If your talking about the North Vancouver tunnels where the work has been stopped. I noted a suggestion of rock anchors being proposed to stop spalling. Rock anchoring into what, how do you know where your fractures end.. You need to use a high adhesive grout to permeate and hold all the cracked areas together.
Actually the question was more general in terms of measurement of the intensity of spalling and depth of spalling. Are you involved in design issues or construction. How do you suggest grouting to prevent spalling or improve ground spalled. Please could you elaborate.
Depends entirely on what you are attempting to do. I am sure there are a few tunneling engineers who have come accross this problem and have appropriate solutions.
If you have extensive fractured rock one possible solution is to drill ahead of excavation 10 , 20 or 30 meters in a cone shape. Inject the proper grout and turn your fractured rock in Prepakt concrete . This would provide you with an area to cut through that would be stable as the surrounding rock/concrete would form an arch.
This technique injecting grout into stone from sized from 1" to mansize is used in Mining,To construct reactor cradels and to make radiation shielding.It provides similar strenghts to normal concrete mixes.
Grouts are available with very high adhesive qualities.
Prepakt suppied the grouts for the repairs and resurfacing of the spillways on the Hoover Dam and to anchor the mast on the CN tower,
What you would need is a grout with both good permeation qualities and high adhesion. It may be available off the shelf or may need to be designed.

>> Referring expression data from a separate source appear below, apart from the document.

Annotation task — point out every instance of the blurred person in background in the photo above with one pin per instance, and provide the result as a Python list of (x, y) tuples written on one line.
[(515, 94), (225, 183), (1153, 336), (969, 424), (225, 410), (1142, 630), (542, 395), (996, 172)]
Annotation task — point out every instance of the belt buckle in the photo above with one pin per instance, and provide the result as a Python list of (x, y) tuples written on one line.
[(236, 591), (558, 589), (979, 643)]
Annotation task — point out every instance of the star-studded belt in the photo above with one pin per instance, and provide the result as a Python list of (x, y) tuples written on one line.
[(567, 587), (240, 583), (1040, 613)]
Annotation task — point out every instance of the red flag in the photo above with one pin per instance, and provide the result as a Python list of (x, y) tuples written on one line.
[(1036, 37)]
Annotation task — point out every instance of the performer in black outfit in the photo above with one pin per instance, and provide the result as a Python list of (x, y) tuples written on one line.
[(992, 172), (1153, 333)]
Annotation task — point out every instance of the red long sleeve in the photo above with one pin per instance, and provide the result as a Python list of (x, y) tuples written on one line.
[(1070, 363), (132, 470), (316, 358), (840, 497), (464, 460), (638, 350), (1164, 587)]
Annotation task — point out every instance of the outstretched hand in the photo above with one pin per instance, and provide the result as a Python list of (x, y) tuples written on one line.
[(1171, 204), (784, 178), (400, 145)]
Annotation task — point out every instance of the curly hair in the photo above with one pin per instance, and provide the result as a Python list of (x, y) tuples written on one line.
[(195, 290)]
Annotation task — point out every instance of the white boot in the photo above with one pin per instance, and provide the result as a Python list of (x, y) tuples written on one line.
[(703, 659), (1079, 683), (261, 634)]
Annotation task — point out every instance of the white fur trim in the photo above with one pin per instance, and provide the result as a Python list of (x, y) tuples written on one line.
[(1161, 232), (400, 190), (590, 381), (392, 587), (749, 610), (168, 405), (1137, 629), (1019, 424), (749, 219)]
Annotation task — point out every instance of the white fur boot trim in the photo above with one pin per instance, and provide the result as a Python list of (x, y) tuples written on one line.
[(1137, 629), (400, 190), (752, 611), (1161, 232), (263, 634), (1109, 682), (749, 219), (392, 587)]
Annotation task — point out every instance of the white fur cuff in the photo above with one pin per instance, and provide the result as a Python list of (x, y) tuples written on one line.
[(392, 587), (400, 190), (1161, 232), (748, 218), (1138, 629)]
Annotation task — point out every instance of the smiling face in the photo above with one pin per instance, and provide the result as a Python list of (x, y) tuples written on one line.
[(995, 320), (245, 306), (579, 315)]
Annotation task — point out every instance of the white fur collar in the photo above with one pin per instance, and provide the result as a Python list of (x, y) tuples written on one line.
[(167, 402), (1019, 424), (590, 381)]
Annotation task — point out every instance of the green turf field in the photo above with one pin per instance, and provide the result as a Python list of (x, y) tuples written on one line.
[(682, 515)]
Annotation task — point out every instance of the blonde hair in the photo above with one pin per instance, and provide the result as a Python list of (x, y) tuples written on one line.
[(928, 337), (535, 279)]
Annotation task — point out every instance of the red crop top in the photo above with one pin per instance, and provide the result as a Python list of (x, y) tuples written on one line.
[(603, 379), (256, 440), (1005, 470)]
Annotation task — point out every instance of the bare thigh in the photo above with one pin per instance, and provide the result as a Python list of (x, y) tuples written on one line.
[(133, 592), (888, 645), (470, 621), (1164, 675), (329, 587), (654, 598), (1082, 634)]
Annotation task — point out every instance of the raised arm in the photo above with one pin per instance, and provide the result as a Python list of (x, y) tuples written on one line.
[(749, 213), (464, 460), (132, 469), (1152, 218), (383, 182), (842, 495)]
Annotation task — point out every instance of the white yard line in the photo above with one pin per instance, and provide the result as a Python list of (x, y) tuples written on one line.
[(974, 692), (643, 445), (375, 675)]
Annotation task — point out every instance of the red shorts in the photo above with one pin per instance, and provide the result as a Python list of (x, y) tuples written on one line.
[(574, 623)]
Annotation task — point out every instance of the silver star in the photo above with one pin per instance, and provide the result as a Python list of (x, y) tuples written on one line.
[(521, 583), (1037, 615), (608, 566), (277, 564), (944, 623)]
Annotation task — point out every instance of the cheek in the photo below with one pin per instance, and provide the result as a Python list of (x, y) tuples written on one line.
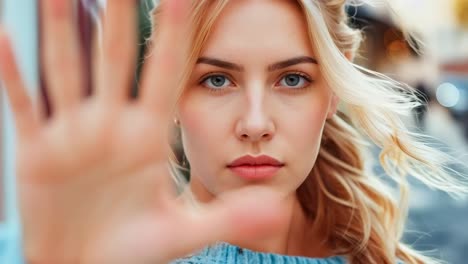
[(201, 129)]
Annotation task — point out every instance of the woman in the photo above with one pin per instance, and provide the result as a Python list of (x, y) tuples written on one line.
[(277, 172)]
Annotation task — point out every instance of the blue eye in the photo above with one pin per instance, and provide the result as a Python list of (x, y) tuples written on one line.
[(216, 81), (294, 80)]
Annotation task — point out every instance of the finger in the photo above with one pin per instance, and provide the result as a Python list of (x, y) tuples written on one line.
[(120, 39), (163, 69), (21, 103), (61, 54), (167, 235)]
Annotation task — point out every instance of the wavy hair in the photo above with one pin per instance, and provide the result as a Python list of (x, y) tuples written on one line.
[(355, 208)]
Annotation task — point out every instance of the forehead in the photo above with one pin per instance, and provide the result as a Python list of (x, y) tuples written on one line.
[(259, 27)]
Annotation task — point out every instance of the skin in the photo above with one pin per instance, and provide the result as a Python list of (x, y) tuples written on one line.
[(97, 169), (230, 111)]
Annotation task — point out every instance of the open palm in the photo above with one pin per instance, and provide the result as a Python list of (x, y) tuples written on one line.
[(93, 180)]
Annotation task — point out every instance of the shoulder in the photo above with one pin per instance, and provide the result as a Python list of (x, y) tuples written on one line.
[(10, 245)]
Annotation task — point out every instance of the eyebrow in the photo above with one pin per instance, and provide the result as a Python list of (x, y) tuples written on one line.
[(273, 67)]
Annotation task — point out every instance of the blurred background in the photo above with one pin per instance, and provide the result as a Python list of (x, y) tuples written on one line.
[(432, 58)]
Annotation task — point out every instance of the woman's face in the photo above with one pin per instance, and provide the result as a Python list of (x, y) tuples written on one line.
[(255, 90)]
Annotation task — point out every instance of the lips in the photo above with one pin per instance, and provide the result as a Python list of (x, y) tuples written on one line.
[(255, 168)]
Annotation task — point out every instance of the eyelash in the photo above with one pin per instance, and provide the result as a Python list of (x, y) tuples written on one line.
[(228, 77)]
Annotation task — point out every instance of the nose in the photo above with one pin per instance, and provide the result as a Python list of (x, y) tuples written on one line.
[(256, 123)]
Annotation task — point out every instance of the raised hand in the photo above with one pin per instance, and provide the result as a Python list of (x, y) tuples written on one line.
[(93, 179)]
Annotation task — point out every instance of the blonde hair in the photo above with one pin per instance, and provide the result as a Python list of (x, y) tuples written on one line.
[(354, 207)]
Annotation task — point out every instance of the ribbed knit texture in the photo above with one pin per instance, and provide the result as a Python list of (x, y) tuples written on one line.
[(223, 253)]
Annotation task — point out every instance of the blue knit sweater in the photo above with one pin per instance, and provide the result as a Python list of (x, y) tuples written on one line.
[(221, 253)]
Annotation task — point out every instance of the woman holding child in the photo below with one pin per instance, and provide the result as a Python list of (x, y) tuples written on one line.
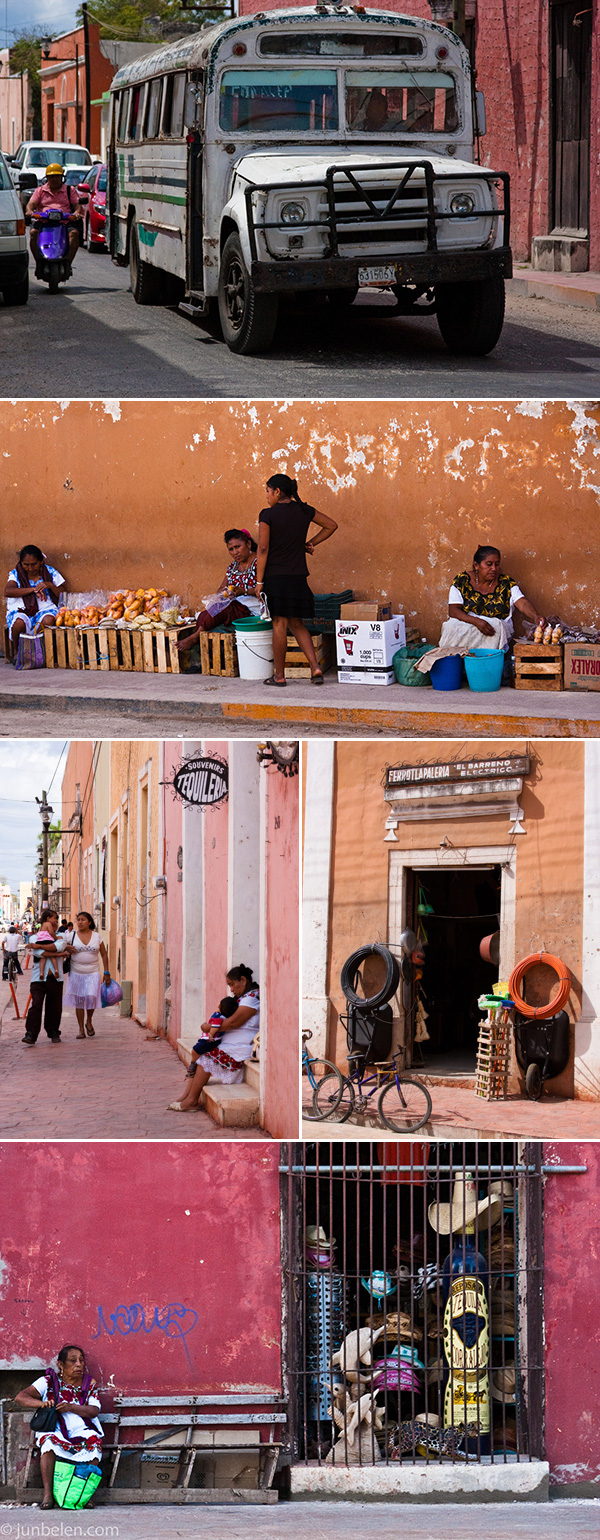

As for what Intrusion prepakt actually does we do both construction and supply engineering specs mostly of a very specialist nature. ( reactor and marine constuction)
Prepakt's observations are certainly correct under specific geological conditions but I suspect the way the term spalling is being used here might lead to ambiguity and confusion. To me, spalling implies rock "flaking" off of previously excavated areas, usually due to high stresses, almost always associated with depths greater than 1000 metres deep.
Reports from the Vancouver tunnel referred to, do not meet this definition. There it would appear large volumes of rock fell into the the excavation before ground support could be installed and depth is almost certainly only a few hundered metres maximum. stress levels were almost certainly low, it would have been geological weaknesses that probably initiated this.
please let us know what type of rock you are talking about; for example, some shales and mudstones in tunnels i worked on beneath lake ontario were spalling. this was due to the rock drying out and shattering then falling. entirely different would be miningman's definition for hard rock stress related spalling.